I felt like a grown-up when I started my first real job. When I got married. When I had a baby. There were nights when Matt was out of town, and I tucked my baby and preschooler into their beds before settling in my own. On those nights, I looked around our home with a vague sense of surprise. Surprise that I was responsible for seeing two human beings through their day, for feeding them, clothing them, loving them. I felt like a grown-up, yet it was still slightly incredible to me that I was the one in charge.
While I remember a great deal of my own childhood, I don’t remember what it felt like to be three, or seven, or even eleven years old. But I remember what it felt like to be a teenager, and adolescent me is still a significant part of who forty-something me is today.
This is why it is completely surreal to me that I have a teenager. Two. Because that was just me, a few years ago. A few years in my head that are twenty-five in reality.
Experiencing the milestones of adolescence were tough enough the first time. Living through them as a parent is like watching a movie that I can’t pause. Middle school, high school, SAT, college searches – I’m a passenger this time, not a driver.
I’ve been a passenger, literally, for the past nine months, as Gwen sat behind the wheel and learned to drive. I wasn’t ready to begin, but she was.
Last week, Matt took her to the MVA to take her skills test. I waited at home, feeling like I wanted to throw up. Forty-five minutes after her appointment, Matt called me, ready to explode. This is the story he tells me:
Gwen finishes the parking portion of the test, and is ready to head out onto the road. I give her the thumbs up, but she shakes her head. She turns off the car and the MVA guy gets out, and motions for me to come over. The inside of the windshield is streaky, he says, and you need to clean it.
I used my saliva and a handful of Chick Fil-A napkins to clean the glass. Tester guy gets back in, but the spit clean is not up to par. If you don’t have something in the car to clean the windshield with, he says, I’ll have to disqualify the car.
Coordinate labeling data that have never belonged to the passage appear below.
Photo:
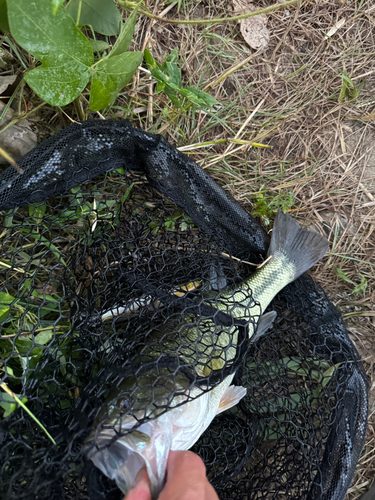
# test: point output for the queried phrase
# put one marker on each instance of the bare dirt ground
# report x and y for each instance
(323, 146)
(290, 95)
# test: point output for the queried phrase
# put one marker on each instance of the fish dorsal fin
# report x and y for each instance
(264, 324)
(231, 397)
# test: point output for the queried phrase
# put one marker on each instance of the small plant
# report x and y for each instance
(168, 76)
(357, 288)
(48, 32)
(266, 206)
(349, 90)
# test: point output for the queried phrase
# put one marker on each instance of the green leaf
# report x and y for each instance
(173, 97)
(110, 78)
(102, 15)
(56, 4)
(43, 337)
(37, 211)
(343, 276)
(4, 25)
(172, 68)
(8, 404)
(362, 286)
(99, 45)
(150, 61)
(55, 40)
(198, 97)
(126, 35)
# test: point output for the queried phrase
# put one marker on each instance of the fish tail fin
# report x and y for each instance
(301, 248)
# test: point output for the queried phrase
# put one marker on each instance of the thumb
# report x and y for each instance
(141, 490)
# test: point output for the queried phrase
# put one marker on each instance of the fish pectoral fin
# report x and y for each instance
(264, 324)
(231, 397)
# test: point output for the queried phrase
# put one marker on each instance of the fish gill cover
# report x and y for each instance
(111, 242)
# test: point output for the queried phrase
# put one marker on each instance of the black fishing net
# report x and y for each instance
(111, 242)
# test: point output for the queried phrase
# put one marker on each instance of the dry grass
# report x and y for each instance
(323, 148)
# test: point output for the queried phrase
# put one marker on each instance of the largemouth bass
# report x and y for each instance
(191, 408)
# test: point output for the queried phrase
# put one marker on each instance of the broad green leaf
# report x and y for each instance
(126, 35)
(198, 97)
(99, 45)
(56, 4)
(110, 78)
(172, 68)
(102, 15)
(43, 337)
(173, 96)
(4, 25)
(55, 40)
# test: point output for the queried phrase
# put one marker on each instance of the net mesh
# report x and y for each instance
(111, 242)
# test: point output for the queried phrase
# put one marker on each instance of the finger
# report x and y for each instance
(141, 490)
(186, 478)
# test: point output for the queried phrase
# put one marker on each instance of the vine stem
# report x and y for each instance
(131, 6)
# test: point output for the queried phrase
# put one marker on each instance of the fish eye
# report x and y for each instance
(125, 405)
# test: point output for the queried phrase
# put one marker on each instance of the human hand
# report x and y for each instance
(185, 480)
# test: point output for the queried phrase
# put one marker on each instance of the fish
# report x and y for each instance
(122, 442)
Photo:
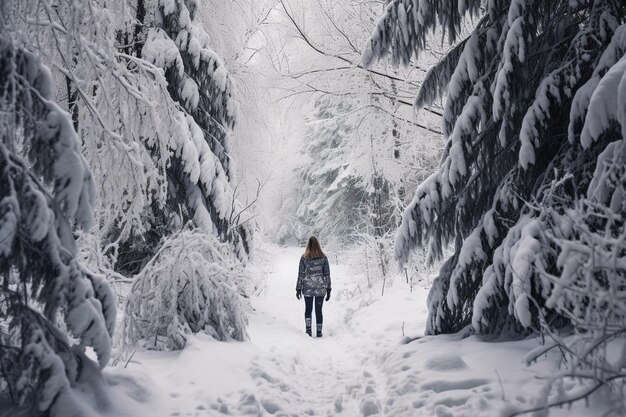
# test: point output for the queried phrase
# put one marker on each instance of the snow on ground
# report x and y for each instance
(363, 366)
Disqualifying the car means an automatic failure. I motion to Gwen to pop the trunk (she pops the gas tank first, a skill she needs to work on), and by the grace of God I find some wipes in a first-aid kit in the trunk. I scrub the window again, muttering a few choice words not quite under my breath. Jerk Man deems the glass clean enough, and off they go.
She passed. Unlike her mother, my baby passed on the first try. I am relieved and thrilled and terrified. When she went out for her first solo ride, I followed her using the Find My Friends app, refreshing the location like a lunatic to watch her progress. I didn’t monitor her drive home, because I know I can’t do that forever.
I have many friends who have teenage drivers. They worry, I’m sure, but they don’t let it paralyze them. I need to do the same.
I think back to those nights when I felt like a rock star for being completely responsible for two small human beings. I’ve gotten used to being in charge, and now I have to relinquish some of that control. That’s how it should be, but it doesn’t make it easy.
I’m doing it though, because that is what grown-ups do.